Your big toe is the hardest-working toe. Every time your foot pushes off the ground, this toe supports most of your body’s weight. Because this toe is so critical to movement, any problem with it can make walking or even standing painful. A bunion (excess or misaligned bone in the joint) is one of the most common toe problems. In addition to causing pain, a bunion changes the shape of your foot, making it harder to find shoes that fit. But you don’t have to hobble for the rest of your life. Bunions can be treated. With your doctor’s help, your feet can feel and look better.

WHAT CAUSES BUNIONS?

Although they may develop on the fifth (little) toe, bunions usually occur at the base of the big toe. Bunions are often caused by incorrect foot mechanics. The foot may flatten too much, forcing the toe joint to move beyond normal range. In some cases, joint damage caused by arthritis or an injury produces a bunion. And some people are born with the tendency to develop bunions. If you’re at risk for developing a bunion, wearing high-heeled or poorly fitting shoes makes the problems worse. A bunion is a bony bump, usually near the joint at the base of the big toe.

Types of Bunions

Positional (mild) bunions arise from the growth of new bone. 
Structural (severe) bunions result when the joint at the base of the toe shifts position. Many bunions are a combination of both types.

Positional Bunions
As new bone grows, the joint enlarges. The stretches the joint’s outer covering. Force created by the stretching pushes the big toe toward the smaller ones. Eventually, the inside tendons tighten, pulling the big toe farther out of alignment.

Structural Bunions
When the angle between the bones of the first and second toes is greater than normal, the big toe slants toward the smaller ones. In severe cases, this may also cause the second and third toes to buckle.

Physical Exam


To determine the best treatment for your problem, your doctor may ask if and when your bunion causes pain. Your doctor may also test how far and how smoothly the affected joint moves. To see if incorrect foot mechanics is causing your problem, your doctor may watch how your feet rotate and flatten as you walk.

Testing

X-rays may be taken of your foot to show the position of the big toe joint.
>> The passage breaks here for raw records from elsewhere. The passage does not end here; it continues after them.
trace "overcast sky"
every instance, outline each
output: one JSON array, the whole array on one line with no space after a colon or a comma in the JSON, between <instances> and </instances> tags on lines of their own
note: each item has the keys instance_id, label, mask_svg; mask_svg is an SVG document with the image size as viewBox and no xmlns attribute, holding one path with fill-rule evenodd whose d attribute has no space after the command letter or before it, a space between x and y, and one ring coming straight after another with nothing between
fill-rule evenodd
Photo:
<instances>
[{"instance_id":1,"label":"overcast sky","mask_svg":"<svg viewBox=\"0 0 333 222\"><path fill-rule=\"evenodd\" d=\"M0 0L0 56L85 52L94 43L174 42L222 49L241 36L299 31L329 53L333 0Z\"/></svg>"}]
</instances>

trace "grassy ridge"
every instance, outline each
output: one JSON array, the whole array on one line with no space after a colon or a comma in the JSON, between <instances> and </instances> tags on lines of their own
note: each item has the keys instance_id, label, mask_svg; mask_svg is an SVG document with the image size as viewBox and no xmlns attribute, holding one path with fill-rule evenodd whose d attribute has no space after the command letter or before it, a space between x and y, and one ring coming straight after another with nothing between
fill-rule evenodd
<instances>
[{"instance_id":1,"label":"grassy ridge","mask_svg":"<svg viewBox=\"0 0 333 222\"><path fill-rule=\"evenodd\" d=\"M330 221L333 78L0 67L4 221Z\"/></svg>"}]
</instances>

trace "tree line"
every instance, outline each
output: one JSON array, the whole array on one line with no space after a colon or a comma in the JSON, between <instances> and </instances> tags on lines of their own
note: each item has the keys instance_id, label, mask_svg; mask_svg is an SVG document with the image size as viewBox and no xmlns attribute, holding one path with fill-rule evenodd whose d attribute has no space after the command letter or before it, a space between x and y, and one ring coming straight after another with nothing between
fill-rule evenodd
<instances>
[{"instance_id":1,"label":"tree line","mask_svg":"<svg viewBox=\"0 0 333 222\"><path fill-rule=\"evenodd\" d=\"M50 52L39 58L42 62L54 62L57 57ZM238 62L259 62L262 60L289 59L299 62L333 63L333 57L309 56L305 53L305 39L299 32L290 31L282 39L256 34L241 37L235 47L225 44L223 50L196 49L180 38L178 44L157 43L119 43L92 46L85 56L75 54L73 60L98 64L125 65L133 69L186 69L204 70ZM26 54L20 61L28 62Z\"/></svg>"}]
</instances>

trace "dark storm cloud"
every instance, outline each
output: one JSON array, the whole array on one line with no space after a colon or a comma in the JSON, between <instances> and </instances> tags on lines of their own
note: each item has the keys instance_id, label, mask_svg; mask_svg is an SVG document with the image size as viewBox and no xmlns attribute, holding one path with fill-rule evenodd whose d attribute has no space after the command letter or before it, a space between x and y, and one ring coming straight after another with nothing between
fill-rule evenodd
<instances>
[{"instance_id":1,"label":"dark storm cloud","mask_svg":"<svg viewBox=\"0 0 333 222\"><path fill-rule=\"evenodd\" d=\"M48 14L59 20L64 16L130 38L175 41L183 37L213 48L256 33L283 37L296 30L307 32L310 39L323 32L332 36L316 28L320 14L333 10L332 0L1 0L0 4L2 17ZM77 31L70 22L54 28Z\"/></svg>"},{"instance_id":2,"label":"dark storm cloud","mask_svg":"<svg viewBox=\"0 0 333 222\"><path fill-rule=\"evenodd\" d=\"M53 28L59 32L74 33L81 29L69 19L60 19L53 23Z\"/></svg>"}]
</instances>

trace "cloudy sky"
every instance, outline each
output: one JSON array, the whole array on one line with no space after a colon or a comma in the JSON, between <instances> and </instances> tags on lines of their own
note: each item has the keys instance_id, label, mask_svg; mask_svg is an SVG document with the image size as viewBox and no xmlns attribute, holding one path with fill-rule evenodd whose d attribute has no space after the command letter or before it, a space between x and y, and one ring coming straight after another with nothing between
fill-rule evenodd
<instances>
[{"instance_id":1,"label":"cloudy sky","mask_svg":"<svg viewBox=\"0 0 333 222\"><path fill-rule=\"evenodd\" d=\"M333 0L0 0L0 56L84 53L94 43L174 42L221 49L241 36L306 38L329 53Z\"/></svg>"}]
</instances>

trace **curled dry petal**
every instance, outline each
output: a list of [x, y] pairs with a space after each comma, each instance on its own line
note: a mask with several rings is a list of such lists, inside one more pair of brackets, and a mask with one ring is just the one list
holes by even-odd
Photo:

Your doctor may also want to see whether the bunion is affecting other bones in your foot. To see how well a joint works and to learn if movement causes pain, your doctor may move the joint back and forth. 

HOW ARE BUNIONS TREATED?

If a bunion is not painful or severe, your doctor may recommend that you wear a different style of shoes. Or you may be prescribed custom-made shoe inserts (orthoses)  to control incorrect foot mechanics. For painful or severe bunions, outpatient surgery may be recommended. After surgery, you’ll soon be on your way home and ready for recovery.

Shifting Soft Tissue

To realign the affected joint, any tight tendons on the inside of the toe are released (cut). New bone that makes up the bunion is shaved away.

Shifting Bone

The most common bunion surgery reduces the angle between the first and second toes. Bones in the big toe joint are realigned and the bunion is shaved away. Ligaments and tendons around the joint may be tightened to hold it properly in place.

Removing Bone

If a structural bunion is severe, a piece of bone is removed from the first metatarsal (the long bone behind the big toe joint). Once repositioned, this bone may be held in place with a pin or a screw. Any new bone that makes up a bunion is shaved away.

AFTER SURGERY

Bunion surgery can both reduce pain and improve the appearance of your foot. For best results, see your doctor as scheduled and follow all recovery instructions.

Healing Takes Time

Your foot will be bandaged after surgery. If soft tissues were shifted, you may be given a splint to limit foot movement for a while. In such cases, the majority of healing should occur within a few weeks. If bone was cut, you may need to wear a surgical shoe or your foot may be placed in a cast. Depending on the extent of the repair, healing may take several months.